Self-directed IRAs are quickly gaining popularity by virtue of their tax advantages and ability to invest in a variety of alternative assets. One area that’s bursting with opportunity for self-directed IRA owners is real estate. There are plenty of opportunities to buy a typical listed property and sell it for immediate profit or collect the ongoing rental income.
Are you willing to go a step further for even greater return potential? Rehabbing a distressed property or purchasing foreclosed real estate can be lucrative investments. Both rehabs and foreclosures, however, have their own set of considerations to take into account.
Rehabs in a Self-Directed IRA
Thanks to HGTV, rehabbing seems fun and pretty easy. Investing in rehabs, however, is actually an advanced strategy with many issues to consider, particularly when using a self-directed IRA.
No Sweat Equity. Although you may want to roll up your sleeves and work, an IRA owner’s role is limited to management decisions like choosing vendors and contractors. The IRA Prohibited Transaction Rules forbid disqualified persons (including the IRA owner and certain family members) from certain types of self-dealing transactions that would provide them either direct or indirect benefit. This means you can’t do any renovations or repairs yourself.
Possible UBIT. The Unrelated Business Income Tax (UBIT) comes into play if the self-directed IRA receives business income. Typical passive investment income, such as rental and interest income, is generally exempt from UBIT. Rehabbing and flipping a property, however, may be considered a business activity that is subject to UBIT depending on factors such as the volume and frequency of rehabs and flips.
Separation of Funds. All renovation expenses or income from selling or renting the property (including foreclosed properties) must be paid for or returned to the self-directed IRA. In order to maintain an IRA’s tax-exempt status, it’s important to keep personal funds separate from your IRA’s funds.

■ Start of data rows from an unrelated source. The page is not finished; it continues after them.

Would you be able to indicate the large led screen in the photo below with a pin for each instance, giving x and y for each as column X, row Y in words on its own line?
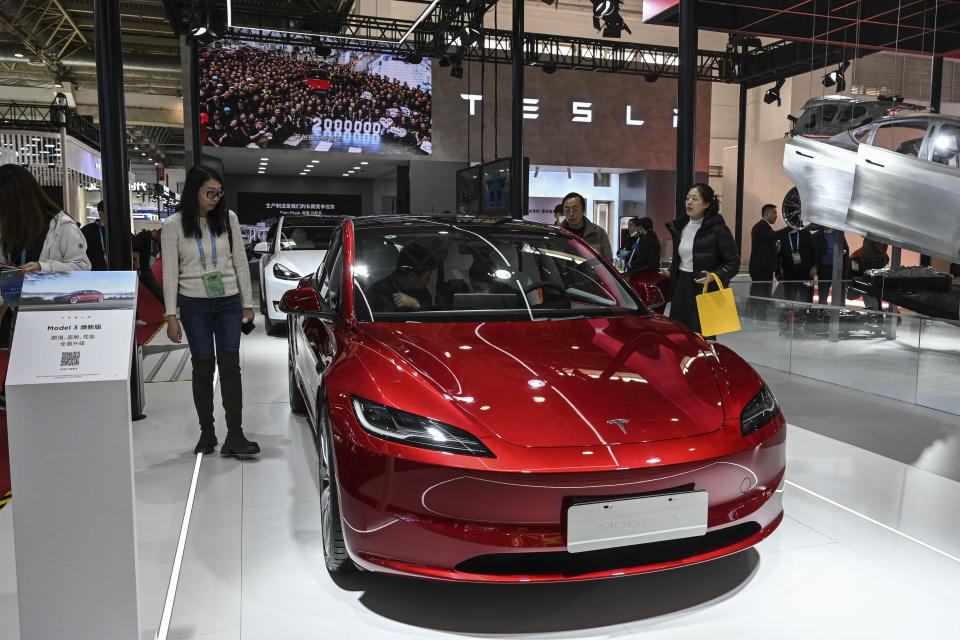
column 261, row 95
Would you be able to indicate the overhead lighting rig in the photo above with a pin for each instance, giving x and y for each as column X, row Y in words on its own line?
column 607, row 12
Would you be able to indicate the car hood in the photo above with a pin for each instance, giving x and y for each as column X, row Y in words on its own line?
column 303, row 262
column 567, row 383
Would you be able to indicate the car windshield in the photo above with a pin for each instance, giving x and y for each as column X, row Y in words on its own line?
column 461, row 272
column 299, row 238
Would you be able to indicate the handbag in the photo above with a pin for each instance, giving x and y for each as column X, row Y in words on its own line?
column 717, row 310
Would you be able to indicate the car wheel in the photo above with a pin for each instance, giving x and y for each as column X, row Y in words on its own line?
column 297, row 405
column 791, row 208
column 334, row 548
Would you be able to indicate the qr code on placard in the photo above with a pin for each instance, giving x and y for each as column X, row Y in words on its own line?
column 69, row 358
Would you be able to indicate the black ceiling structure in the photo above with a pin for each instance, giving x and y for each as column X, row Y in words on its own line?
column 439, row 34
column 913, row 26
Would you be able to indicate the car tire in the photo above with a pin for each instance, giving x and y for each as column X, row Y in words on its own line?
column 334, row 548
column 790, row 209
column 297, row 404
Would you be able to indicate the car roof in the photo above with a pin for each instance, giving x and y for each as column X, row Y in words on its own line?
column 449, row 220
column 311, row 221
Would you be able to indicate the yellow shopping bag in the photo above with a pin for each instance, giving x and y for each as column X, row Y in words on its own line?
column 717, row 310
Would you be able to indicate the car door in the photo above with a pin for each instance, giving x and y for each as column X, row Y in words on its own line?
column 823, row 174
column 318, row 344
column 892, row 199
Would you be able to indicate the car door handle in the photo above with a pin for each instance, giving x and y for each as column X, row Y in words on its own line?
column 325, row 360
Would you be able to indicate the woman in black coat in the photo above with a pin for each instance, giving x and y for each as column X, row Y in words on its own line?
column 702, row 244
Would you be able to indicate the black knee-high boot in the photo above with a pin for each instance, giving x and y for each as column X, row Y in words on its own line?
column 231, row 391
column 203, row 400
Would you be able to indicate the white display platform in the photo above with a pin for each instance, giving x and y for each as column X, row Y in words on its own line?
column 68, row 413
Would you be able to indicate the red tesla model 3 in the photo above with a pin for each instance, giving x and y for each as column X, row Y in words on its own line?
column 493, row 403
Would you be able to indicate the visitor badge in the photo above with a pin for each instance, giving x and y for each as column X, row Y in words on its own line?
column 213, row 283
column 11, row 284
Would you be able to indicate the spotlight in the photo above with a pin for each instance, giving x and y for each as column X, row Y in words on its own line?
column 773, row 94
column 469, row 37
column 836, row 77
column 608, row 11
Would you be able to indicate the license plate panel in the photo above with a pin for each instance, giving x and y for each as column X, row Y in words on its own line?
column 629, row 521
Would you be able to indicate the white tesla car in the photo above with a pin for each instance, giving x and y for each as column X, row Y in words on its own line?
column 296, row 249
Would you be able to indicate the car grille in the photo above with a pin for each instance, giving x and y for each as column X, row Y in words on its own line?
column 574, row 564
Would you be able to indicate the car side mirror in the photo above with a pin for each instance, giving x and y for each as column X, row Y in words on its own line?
column 304, row 302
column 649, row 294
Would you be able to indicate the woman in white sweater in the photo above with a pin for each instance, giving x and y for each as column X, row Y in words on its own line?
column 35, row 235
column 205, row 269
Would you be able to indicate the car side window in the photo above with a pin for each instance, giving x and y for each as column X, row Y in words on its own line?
column 330, row 274
column 946, row 146
column 901, row 137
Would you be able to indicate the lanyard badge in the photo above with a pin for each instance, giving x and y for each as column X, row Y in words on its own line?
column 212, row 280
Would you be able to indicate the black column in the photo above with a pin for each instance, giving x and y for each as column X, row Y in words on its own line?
column 518, row 208
column 113, row 135
column 741, row 155
column 686, row 102
column 193, row 103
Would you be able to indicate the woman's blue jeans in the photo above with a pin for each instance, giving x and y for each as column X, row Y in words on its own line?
column 211, row 321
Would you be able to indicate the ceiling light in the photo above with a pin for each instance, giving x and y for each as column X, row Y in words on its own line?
column 773, row 94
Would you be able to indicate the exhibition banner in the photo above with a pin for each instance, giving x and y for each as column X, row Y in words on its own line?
column 260, row 95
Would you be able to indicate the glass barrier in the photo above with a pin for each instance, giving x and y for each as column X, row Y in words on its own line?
column 892, row 352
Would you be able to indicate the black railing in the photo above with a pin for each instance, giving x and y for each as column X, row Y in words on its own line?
column 40, row 117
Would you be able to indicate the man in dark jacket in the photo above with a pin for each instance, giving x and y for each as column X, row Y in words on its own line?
column 575, row 221
column 798, row 263
column 94, row 233
column 764, row 252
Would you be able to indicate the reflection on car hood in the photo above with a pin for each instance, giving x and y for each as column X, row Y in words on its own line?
column 303, row 262
column 561, row 383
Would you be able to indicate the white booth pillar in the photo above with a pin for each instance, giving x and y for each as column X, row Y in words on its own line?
column 68, row 412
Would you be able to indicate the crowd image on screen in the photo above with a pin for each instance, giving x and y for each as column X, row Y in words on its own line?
column 250, row 96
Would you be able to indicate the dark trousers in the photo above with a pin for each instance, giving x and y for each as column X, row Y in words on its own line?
column 760, row 287
column 211, row 322
column 825, row 273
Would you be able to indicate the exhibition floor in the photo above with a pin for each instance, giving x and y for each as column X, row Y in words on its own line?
column 868, row 547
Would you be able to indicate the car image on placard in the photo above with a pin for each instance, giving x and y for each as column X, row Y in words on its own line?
column 493, row 403
column 297, row 247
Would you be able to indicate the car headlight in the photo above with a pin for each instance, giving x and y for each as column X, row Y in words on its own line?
column 759, row 411
column 417, row 431
column 283, row 273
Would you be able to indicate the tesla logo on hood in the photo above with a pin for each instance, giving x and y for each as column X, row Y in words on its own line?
column 620, row 422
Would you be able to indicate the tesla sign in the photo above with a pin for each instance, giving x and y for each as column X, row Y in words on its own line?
column 579, row 111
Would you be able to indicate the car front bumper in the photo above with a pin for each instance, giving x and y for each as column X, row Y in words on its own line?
column 446, row 523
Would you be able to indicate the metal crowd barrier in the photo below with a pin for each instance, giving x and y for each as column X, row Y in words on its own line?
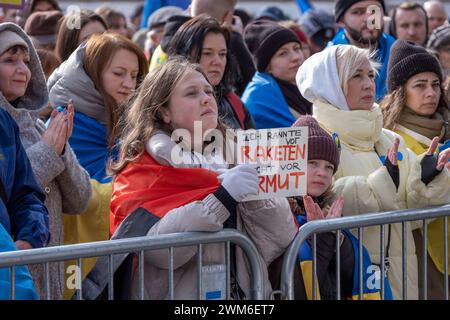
column 140, row 245
column 360, row 221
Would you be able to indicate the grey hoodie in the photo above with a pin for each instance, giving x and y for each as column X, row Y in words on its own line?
column 70, row 81
column 65, row 182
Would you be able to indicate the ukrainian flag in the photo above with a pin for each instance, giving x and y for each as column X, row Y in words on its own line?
column 89, row 142
column 371, row 272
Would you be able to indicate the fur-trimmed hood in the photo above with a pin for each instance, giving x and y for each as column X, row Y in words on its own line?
column 36, row 95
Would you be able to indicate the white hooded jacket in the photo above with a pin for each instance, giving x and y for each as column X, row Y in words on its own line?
column 362, row 179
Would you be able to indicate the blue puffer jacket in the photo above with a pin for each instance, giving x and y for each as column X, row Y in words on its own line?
column 24, row 287
column 22, row 210
column 266, row 103
column 384, row 48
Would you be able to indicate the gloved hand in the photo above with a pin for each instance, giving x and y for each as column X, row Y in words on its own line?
column 240, row 181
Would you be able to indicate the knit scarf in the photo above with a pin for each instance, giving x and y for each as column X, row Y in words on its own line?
column 429, row 127
column 293, row 97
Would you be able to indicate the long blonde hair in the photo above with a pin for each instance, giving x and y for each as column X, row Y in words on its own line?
column 144, row 116
column 393, row 104
column 100, row 49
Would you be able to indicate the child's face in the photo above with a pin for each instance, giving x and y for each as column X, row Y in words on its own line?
column 320, row 175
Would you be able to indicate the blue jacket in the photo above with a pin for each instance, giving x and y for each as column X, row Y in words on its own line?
column 24, row 287
column 266, row 103
column 384, row 48
column 153, row 5
column 23, row 213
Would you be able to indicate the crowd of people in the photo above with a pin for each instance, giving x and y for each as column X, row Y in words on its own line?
column 90, row 103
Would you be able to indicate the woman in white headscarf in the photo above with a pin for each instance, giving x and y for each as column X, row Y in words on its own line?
column 339, row 81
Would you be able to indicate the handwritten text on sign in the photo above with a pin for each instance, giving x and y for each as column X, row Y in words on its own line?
column 281, row 159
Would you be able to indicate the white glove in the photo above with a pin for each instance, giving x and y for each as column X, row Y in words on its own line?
column 240, row 181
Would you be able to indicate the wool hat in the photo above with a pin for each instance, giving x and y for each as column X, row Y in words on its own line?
column 9, row 39
column 321, row 146
column 273, row 13
column 341, row 6
column 42, row 27
column 263, row 38
column 170, row 28
column 319, row 25
column 439, row 37
column 407, row 59
column 162, row 15
column 315, row 20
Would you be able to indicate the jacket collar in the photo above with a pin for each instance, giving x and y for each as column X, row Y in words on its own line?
column 358, row 129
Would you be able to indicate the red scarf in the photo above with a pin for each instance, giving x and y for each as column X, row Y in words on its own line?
column 147, row 184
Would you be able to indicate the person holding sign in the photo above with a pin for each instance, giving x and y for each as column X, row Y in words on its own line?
column 190, row 195
column 417, row 110
column 323, row 162
column 272, row 97
column 377, row 172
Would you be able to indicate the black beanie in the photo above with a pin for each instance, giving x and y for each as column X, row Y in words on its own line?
column 263, row 38
column 439, row 37
column 407, row 59
column 170, row 28
column 342, row 5
column 321, row 145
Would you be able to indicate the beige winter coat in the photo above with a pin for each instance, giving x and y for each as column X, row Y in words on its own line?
column 367, row 187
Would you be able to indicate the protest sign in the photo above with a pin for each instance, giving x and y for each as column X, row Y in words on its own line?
column 281, row 156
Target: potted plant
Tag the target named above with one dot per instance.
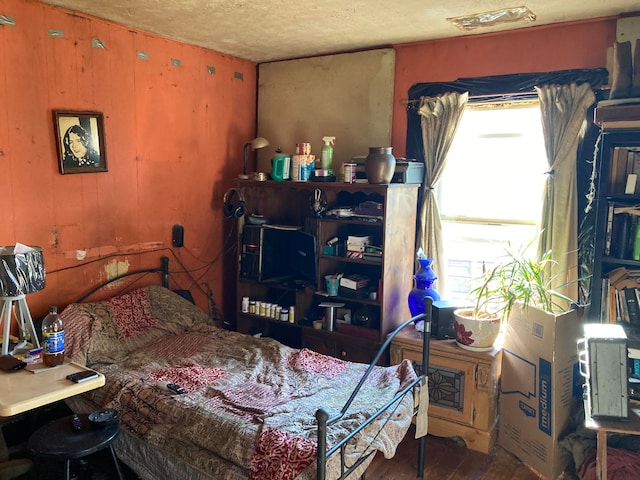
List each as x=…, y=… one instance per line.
x=515, y=279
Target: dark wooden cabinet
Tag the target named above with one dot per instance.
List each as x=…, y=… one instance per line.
x=291, y=204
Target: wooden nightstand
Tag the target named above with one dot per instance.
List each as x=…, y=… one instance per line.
x=463, y=388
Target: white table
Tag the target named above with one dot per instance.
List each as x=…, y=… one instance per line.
x=24, y=390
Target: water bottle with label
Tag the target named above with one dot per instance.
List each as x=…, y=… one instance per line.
x=52, y=339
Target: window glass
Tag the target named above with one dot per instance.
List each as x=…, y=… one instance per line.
x=490, y=192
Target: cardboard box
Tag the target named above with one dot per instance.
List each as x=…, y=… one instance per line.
x=541, y=386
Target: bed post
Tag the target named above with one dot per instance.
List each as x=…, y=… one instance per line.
x=321, y=455
x=426, y=337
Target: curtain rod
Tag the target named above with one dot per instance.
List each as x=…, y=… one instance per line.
x=406, y=101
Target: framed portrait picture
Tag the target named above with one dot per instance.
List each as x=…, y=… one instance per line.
x=80, y=141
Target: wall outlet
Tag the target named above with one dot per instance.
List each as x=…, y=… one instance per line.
x=177, y=236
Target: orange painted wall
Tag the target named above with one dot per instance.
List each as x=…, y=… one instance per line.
x=174, y=137
x=536, y=49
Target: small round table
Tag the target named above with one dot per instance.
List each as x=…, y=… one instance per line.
x=58, y=440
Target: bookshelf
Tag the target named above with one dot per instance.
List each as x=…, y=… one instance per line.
x=616, y=268
x=343, y=242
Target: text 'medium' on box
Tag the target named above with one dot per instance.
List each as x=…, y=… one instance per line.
x=541, y=386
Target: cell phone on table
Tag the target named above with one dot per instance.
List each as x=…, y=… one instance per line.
x=82, y=376
x=9, y=363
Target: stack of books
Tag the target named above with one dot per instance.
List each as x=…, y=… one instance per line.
x=356, y=245
x=354, y=285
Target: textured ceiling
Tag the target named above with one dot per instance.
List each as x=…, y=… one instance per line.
x=268, y=30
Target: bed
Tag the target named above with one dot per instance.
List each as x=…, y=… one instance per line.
x=252, y=409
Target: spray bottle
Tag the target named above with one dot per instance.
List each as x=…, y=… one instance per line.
x=327, y=153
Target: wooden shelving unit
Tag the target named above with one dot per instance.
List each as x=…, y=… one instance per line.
x=289, y=203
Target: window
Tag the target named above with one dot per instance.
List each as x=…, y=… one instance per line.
x=491, y=189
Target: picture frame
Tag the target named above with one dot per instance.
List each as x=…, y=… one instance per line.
x=80, y=141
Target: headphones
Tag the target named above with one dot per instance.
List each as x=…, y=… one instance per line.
x=234, y=208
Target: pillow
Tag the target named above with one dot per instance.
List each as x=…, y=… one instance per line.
x=130, y=313
x=127, y=322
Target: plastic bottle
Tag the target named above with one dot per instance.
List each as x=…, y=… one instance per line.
x=327, y=153
x=52, y=339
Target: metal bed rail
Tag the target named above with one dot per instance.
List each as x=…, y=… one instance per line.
x=324, y=420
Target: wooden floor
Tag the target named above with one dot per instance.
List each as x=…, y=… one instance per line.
x=447, y=459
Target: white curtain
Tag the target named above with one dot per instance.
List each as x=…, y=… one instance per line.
x=439, y=118
x=563, y=109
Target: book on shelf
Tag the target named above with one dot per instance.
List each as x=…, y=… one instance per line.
x=620, y=233
x=624, y=170
x=633, y=307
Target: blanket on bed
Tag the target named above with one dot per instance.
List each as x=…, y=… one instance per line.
x=248, y=401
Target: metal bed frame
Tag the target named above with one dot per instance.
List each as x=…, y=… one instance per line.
x=322, y=416
x=324, y=420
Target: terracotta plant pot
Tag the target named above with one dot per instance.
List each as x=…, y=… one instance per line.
x=476, y=334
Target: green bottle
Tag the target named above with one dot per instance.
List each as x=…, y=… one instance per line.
x=327, y=153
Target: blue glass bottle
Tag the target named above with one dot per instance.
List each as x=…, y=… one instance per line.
x=424, y=280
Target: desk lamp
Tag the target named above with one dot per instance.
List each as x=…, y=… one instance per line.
x=21, y=272
x=254, y=144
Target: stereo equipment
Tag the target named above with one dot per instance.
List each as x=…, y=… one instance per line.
x=602, y=355
x=442, y=319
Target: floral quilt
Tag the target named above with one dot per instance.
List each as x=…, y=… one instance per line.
x=249, y=405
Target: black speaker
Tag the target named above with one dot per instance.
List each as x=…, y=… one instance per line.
x=442, y=319
x=177, y=236
x=234, y=204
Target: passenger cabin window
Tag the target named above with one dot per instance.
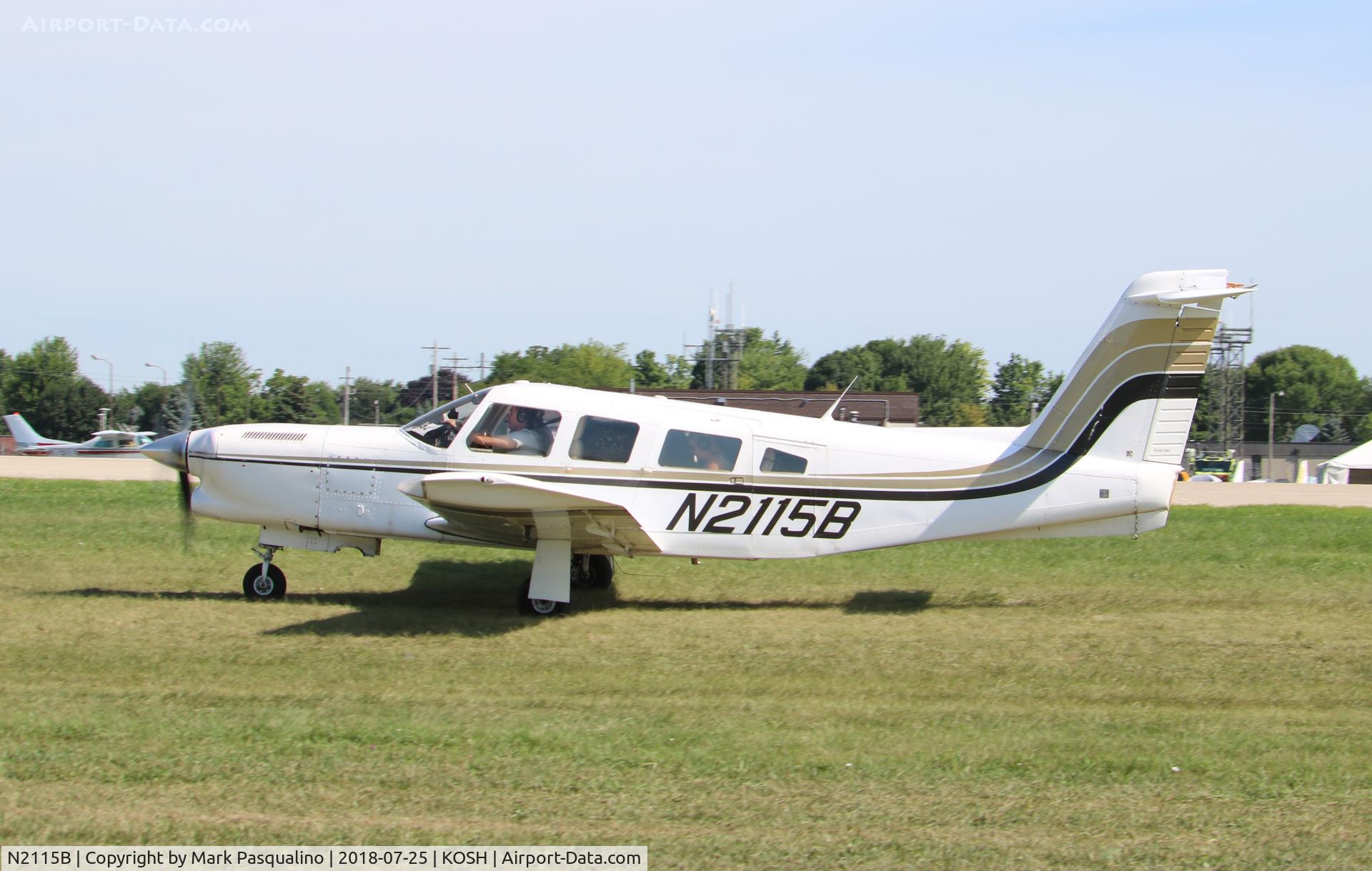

Foreclosures in a Self-Directed IRA
Purchasing a foreclosed property is a great way to take advantage of real estate’s return potential, but it’s trickier than a typical real estate transaction.
Legal Issues. There may be issues stemming from the mortgage default of a previous owner, such as liens and unpaid taxes, which could extend to the property and transfer to the new owner. The previous owner may also have some residual rights throughout the foreclosure process, and there may be certain redemption laws applicable in the state where the property is located. Due to the complex nature of a foreclosure transaction, it may be a good idea to consult an attorney or other real estate professional.
IRA Prohibited Transaction Rules. These rules prevent the self-directed IRA from buying foreclosed property from a disqualified person. Furthermore, the IRA can only rent or sell the property to someone who is not a disqualified person.
Financing the Purchase. With foreclosures, a buyer often needs to act quickly on a deal and purchases are typically all cash. However, if an IRA doesn’t have enough funds to do so the purchase can be financed with a non-recourse loan. This means that if the loan goes into default, the only recovery for the lender is the property, not the IRA. Financing the purchase can also lead to UBIT.
Whether you’re mulling over a foreclosure or a rehab project, it’s important to do your research before actually investing your hard-earned retirement funds. Determine the property’s real market value and rent potential by looking at things like comparable sales in the area and the condition of surrounding properties. Know about the pertinent laws and restrictions, follow the rules, and don’t hesitate to engage a professional for advice. Being educated about your investments is key to building future wealth within a self-directed IRA.